Oysa ‘politik yaşam’ın üzerinde yükseldiği temel ‘demokrasi’ değil ama cumhuriyet olup demokrasi sadece onun uygulanma biçimidir diyerek, bu parantezi de kapatabiliriz.
Demokrasi isteyenlerin, onu bir ‘istek’ (ya da haz) olarak görmelerinin genelde ‘makam’ ve çoğu kez ‘makam’la ilişkili olarak bir gönenç isteği olduğuna kuşku yoktur.
Oysa haz ne kadar yüksek ise ussallıktan uzaklaşma da o denli hızlı olmaktadır.
Kaldı ki, Montesquieu’nün Erdem olarak tanımladığı şeyde, yurttaşın özveride bulunmak hazzı zamanla makam gibi manevi ama aynı zamanda maddi bir ‘zevk isteği’ne dönüşmüştür.
Böylece Demokraside bu ‘haz isteği’ kitlesel bir boyut kazanıp tüm topluma yaygınlaşmıştır denilebilir.
Ve bu amaçla toplumun Devlet’i ele geçirip ona egemen olma isteğine dönüşmüştür.

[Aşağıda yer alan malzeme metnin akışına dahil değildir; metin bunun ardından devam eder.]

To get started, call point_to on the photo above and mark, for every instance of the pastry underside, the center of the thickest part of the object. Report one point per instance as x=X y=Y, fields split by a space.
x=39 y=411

Oysa Cumhuriyet’te, diyordu Debray, Devlet topluma ‘dışsal’ (surplombe) olup, toplumsal çelişkileri ‘en az’a indirgemekle yükümlüdür.
Toplumsal düzenlemeyi ‘yasa’lar ve dolayısıyla ‘hukuk’ aracılığıyla yapar.
Fransız tarihçi Pierre Nora da, Devlet’in, ‘ulusu hem düşey ve hem de yatay olarak oluşturması’ gerektiğini ileri sürmektedir.
İşte, bu yeni ‘çember-daire’ paradoksu durumunda, önce Devlet’in de Devlet gibi olması gerektiğinin altını çizelim.
Demek ki, Devlet’in Devlet, Cumhuriyet’in Cumhuriyet olmadığı yerde, ne kadar çok Demokrasi olursa olsun, bizzat kendisinin bir ‘sorun’ ve hatta bir ‘engel’ olabileceği düşünülebilecektir.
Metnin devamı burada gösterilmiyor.